Le aziende familiari, intese come aziende i cui membri di una stessa famiglia ne sono i proprietari e compongono i vertici manageriali dell’azienda stessa, sono una realtà estremamente comune nel nostro contesto. L’Italia è il paese europeo con il più alto numero di aziende familiari, circa i 2/3 delle imprese nazionali e non si tratta di realtà legate a “mercati di nicchia”, ma vere e proprie componenti di un’economia globale in continua espansione. L’obiettivo è garantirne l’esistenza nel lungo termine, affrontando senza paura la concorrenza delle grosse multinazionali.
Il legame emotivo con il passato e con la propria storia profondamente radicata nel territorio sono l’essenza delle aziende familiari, ma ciò che le rende davvero uniche è un pioneristico desiderio di innovazione che combina un approccio strutturato di processi consolidati con una visione più intuitiva e aperta.
La famiglia imprenditoriale, facendosi portavoce dei valori aziendali, costituisce il centro di ancoraggio motivazionale per i propri dipendenti.
Senso di appartenenza e comprensione condivisa delle tradizioni riducono potenziali conflitti interni e promuovono uno spirito collaborativo che porta al desiderio di sperimentare, senza perdere in qualità e autenticità dei prodotti. In un’ottica aziendale costruttivista, i dipendenti sono visti essi stessi come imprenditori, il loro feedback rappresenta uno strumento per affinare nuove proposte, il pensiero creativo è consentito e incoraggiato. Il contesto interno all’azienda, libero dai sistemi gerarchici complessi e gessati dei grandi organismi, consente in tempi brevi di selezionare opportunità concrete e focalizzare l’attenzione sui dettagli operativi.
Insomma, l’azienda familiare è il terreno fertile per introdurre e perseguire politiche d’innovazione e sostenibilità. Eppure ci sono dei freni. L’avversione al rischio, il desiderio di ridurre al minimo la necessità di finanziamenti esterni, la mancanza all’interno della famiglia delle competenze richieste e la riluttanza a condividere il controllo con manager non familiari che hanno tali competenze, mitigano la volontà di mettersi in gioco.
La distinzione tra capacità di essere innovativi e volontà di diventarlo davvero, costituisce il controverso dilemma delle imprese familiari, portate ad investire meno in termini di innovazione pur avendo presupposti più convenienti rispetto ai corrispettivi competitor non familiari.

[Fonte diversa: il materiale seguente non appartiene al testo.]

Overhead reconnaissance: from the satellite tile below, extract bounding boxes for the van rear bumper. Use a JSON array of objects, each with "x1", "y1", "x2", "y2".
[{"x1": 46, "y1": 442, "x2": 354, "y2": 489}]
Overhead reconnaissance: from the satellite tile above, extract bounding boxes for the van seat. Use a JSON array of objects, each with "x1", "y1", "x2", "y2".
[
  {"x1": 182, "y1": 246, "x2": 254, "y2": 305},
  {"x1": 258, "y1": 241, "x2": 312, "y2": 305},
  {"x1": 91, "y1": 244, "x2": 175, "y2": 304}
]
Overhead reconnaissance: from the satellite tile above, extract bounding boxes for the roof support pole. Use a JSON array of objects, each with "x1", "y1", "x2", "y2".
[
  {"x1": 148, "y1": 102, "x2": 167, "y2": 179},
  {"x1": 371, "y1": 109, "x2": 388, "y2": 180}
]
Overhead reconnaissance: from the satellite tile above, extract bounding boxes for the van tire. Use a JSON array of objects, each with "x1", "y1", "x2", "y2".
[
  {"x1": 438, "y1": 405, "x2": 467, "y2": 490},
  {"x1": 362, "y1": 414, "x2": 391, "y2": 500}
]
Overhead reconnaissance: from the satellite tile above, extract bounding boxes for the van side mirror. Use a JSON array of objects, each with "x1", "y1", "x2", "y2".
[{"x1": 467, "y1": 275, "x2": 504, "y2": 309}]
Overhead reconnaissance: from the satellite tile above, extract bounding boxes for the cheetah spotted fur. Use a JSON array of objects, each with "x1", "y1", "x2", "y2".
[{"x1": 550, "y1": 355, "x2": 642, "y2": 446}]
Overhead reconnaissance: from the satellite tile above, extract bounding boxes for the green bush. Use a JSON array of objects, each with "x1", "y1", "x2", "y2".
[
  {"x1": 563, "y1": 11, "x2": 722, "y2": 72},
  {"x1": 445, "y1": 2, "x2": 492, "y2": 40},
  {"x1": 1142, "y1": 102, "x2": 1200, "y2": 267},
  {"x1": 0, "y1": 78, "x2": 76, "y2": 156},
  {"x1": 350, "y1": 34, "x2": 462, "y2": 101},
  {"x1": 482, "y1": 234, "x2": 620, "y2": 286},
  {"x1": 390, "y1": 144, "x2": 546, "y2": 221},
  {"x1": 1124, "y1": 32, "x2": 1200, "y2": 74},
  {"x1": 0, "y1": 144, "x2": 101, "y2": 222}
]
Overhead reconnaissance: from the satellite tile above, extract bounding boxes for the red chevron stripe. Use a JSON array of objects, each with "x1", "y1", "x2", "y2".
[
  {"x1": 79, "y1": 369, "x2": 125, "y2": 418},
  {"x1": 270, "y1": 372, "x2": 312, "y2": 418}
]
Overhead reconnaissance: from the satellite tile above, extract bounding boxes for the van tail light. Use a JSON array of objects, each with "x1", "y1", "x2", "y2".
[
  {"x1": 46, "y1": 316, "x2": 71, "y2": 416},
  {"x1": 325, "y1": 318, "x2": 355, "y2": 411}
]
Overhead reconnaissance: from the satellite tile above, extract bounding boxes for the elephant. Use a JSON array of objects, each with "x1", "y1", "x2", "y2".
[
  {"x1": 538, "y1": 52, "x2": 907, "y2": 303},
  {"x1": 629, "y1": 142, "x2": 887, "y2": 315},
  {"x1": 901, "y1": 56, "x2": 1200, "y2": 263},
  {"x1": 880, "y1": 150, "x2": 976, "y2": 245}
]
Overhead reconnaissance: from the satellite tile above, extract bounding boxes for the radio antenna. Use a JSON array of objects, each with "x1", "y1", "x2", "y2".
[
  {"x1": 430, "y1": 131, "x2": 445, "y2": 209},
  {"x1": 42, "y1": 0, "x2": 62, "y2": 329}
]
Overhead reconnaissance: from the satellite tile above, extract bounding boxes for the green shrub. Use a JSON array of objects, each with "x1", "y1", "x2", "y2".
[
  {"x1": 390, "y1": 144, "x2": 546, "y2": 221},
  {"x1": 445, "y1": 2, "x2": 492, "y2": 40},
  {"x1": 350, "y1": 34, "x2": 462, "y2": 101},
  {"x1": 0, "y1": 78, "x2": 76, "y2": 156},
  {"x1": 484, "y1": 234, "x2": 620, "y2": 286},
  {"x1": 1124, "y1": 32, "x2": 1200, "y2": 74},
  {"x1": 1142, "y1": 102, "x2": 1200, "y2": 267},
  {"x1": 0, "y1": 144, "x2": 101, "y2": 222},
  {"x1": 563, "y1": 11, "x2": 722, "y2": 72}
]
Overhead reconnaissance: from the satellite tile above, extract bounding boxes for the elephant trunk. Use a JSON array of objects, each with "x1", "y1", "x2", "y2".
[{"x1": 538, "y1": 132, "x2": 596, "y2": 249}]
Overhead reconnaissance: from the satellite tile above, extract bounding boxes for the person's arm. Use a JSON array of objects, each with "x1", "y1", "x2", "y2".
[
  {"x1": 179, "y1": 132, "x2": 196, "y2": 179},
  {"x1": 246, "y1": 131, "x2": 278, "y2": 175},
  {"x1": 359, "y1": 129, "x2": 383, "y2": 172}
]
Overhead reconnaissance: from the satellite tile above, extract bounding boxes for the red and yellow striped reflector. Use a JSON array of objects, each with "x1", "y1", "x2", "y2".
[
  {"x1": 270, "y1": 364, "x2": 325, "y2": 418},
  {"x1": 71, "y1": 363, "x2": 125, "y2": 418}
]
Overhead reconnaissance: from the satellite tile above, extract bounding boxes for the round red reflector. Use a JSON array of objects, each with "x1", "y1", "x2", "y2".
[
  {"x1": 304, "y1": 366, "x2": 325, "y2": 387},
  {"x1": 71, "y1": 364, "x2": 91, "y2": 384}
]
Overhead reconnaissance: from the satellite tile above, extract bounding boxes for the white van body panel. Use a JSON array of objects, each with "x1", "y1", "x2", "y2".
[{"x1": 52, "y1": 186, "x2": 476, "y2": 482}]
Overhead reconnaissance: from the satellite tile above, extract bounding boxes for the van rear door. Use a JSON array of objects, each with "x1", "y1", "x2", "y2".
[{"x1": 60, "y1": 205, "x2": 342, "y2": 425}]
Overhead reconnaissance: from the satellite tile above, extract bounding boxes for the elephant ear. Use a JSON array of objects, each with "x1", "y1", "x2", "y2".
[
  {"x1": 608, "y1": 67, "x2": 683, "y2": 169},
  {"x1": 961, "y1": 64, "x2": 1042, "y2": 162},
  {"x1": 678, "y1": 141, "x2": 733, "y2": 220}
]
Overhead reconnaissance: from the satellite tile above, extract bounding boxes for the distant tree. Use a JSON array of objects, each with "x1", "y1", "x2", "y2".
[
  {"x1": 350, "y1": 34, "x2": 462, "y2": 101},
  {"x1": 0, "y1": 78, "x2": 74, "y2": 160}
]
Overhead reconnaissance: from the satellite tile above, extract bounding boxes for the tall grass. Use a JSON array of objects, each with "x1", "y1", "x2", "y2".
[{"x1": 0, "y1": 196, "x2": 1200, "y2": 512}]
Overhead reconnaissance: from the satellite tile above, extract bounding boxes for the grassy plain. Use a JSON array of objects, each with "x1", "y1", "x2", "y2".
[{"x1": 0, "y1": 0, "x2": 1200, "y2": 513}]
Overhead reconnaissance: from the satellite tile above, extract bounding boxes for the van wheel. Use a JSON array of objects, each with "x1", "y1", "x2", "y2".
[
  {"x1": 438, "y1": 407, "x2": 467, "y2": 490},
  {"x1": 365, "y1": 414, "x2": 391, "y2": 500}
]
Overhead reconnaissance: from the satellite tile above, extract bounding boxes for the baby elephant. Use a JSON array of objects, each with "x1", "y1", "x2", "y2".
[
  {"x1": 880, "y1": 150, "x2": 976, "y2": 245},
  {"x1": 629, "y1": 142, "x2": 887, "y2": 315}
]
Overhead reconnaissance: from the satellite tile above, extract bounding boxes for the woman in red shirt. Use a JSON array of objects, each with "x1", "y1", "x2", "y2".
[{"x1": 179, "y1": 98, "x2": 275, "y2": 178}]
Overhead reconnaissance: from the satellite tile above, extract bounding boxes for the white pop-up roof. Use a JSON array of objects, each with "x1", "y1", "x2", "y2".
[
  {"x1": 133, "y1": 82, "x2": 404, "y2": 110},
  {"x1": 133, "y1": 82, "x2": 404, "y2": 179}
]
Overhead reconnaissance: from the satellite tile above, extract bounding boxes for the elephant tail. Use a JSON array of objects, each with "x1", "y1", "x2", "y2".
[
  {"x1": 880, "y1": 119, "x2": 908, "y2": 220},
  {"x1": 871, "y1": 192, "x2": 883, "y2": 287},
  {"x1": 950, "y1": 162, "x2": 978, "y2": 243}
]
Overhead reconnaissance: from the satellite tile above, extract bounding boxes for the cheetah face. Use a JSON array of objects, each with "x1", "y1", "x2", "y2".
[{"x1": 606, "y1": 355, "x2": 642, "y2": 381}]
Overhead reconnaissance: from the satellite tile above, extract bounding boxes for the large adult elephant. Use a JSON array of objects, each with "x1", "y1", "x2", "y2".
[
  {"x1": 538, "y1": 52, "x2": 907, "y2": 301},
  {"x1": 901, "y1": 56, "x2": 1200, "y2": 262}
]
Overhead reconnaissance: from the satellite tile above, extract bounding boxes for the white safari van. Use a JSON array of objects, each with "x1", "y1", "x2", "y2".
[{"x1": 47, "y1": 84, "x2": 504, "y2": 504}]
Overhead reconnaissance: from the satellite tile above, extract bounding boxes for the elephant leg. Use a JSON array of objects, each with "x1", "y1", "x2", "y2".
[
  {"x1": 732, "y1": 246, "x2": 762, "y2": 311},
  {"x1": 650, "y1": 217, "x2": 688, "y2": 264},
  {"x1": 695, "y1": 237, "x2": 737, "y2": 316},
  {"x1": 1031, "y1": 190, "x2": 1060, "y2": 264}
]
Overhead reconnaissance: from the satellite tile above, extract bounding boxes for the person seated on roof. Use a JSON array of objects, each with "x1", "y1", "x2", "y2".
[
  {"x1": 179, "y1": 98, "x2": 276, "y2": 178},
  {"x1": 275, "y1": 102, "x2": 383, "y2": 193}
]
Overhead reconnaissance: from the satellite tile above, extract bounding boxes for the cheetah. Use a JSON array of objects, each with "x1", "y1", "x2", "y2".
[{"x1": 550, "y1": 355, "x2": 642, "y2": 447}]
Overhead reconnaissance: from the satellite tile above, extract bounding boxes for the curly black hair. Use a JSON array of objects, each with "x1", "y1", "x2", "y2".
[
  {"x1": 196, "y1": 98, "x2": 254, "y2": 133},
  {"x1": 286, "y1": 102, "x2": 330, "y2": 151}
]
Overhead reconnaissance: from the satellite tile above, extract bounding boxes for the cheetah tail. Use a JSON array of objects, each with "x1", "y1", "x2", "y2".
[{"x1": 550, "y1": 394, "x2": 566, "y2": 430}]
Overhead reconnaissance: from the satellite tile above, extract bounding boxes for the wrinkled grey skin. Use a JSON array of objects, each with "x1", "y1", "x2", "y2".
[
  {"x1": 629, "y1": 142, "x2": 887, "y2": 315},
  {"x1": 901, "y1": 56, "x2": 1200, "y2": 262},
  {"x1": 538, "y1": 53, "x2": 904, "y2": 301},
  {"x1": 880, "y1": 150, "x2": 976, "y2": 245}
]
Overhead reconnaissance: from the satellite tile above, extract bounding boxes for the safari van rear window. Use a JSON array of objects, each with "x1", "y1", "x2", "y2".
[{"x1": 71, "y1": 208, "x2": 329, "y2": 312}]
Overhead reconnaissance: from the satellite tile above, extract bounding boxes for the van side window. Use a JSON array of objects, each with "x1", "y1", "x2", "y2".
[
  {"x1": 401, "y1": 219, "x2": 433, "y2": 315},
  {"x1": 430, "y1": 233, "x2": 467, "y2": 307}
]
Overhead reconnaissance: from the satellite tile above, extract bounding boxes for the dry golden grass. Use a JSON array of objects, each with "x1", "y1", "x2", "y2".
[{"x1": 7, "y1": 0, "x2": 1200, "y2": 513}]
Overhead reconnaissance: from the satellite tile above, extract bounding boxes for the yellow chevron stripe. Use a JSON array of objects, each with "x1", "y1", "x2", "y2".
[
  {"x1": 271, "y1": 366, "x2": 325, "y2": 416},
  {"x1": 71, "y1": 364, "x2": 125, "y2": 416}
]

Per diventare parte integrante del piano strategico aziendale, il concetto di “innovazione” dovrà intendersi non più in termini di investimento doveroso mosso solo dalla concorrenza, ma come il naturale processo evolutivo delle tradizioni che hanno da sempre contraddistinto la storia familiare. Un’innovazione tradizionale, prima ancora che tecnologica.